A melting pot of cultures and cuisines, many argue that cosmopolitan Madrid does not have its own distinct flavour of gastronomy; the Spanish capital is highly influenced by the contributions of the immigrants who once settled here and the variety of food on offer is exciting.
Madrileño fare can never be called dull or boring with such delicacies as tripe and sausage, or crispy pig's ears and sweetbread (bull's testicles), but plenty of other safer options exist for the less adventurous, such as gazpacho (chilled tomato and cucumber soup), Besugo al horno (baked bream), Cocido (beef, pork, chicken and vegetable stew) and the well-known tapas (savoury tidbits of appetisers). Those with a sweet tooth can enjoy barquillos (rolled wafers), buñuelos (fritters filled with custard and whipped cream) or bartolillos con crema (small pies with custard).
As in most Spanish cities, tapas restaurants can be found all over Madrid and some of the most popular eateries can be found in the area around Plaza Mayor and Sol. Visitors should bear in mind that lunch and dinner start much later than in many other countries. Fridays and Saturdays are the busiest evenings for eating out and it is advisable to make a booking in advance to be sure of securing a table.
Madrid offers arguably some of the best shopping in not only Spain but also Europe, and with so many shopping districts all touting their own specialities, visitors can find just about anything and everything! With small, specialised stores, boutiques and antique shops as well as the slightly bigger department stores and bustling food markets, Madrid is a shopper's paradise.
The city's answer to Bond Street, dubbed 'the golden mile', Salamanca is one of Madrid's most glamorous places for visitors to indulge and stretch their credit cards' legs, while Chueca is filled with trendy fashion stores. El Corte Ingles at Sol is by far the most convenient place for shopaholics to get their fix, selling all kinds of goods from high fashion to regional foods such as Chorizo (spicy sausage) and Turron (a kind of nougat). One of the most popular markets is Rastro, attracting Madrilenos and tourists alike. It has become famous for its antique stalls, second hand goods, jewellery and unreliable electrical goods and is held every Sunday from morning until mid-afternoon.

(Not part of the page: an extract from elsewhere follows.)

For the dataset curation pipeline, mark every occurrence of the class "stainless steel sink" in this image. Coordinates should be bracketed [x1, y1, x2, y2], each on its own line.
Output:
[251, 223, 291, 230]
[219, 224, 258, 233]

Most shops close on Saturday afternoons and in July and August some small shops close completely. On Sunday, a handful of shops open their doors as well as some of the larger stores and small cake shops. Practically everything in Spain closes for siesta for at least two hours during the hottest part of the day and the usual reopening hours are from around 4.30pm to 8pm.
The nightlife in Madrid is varied and exciting with many pubs, tascas (cheap bars), theatres, movie houses and nightclubs to keep visitors entertained. El terraceo (terrace-hopping) is a way of life in Madrid. Most people only start partying at around 11pm and few locals enter a nightclub before 1am. Many places stay open past dawn. Plaza Mayor, Puerta del Sol, Gran Vía and Chueca are some of the trendiest nightlife areas.
Viva Madrid and Los Gabrieles are two of the most popular bars, but there are also many old tavernas around Los Austrias to explore. Plaza Santa Ana and the surrounding streets have a few good spots and the seven-floor Kapital has a great rooftop bar. For clubbing, the Room is fantastic but only open Fridays, Joy Eslava Disco comes highly recommended, and Lavapies is popular with the bohemian crowd. There are wonderful flamenco performances at Casa Patas, and the Lope de Vega theatre has excellent shows. Tapas and coffee bars are also very popular in Madrid.
There are various Madrid nightlife coach tours offered, a good way to avoid queues and entrance fees at certain venues. Children are admitted in many bars, cafeterias and restaurants, as well as some pubs.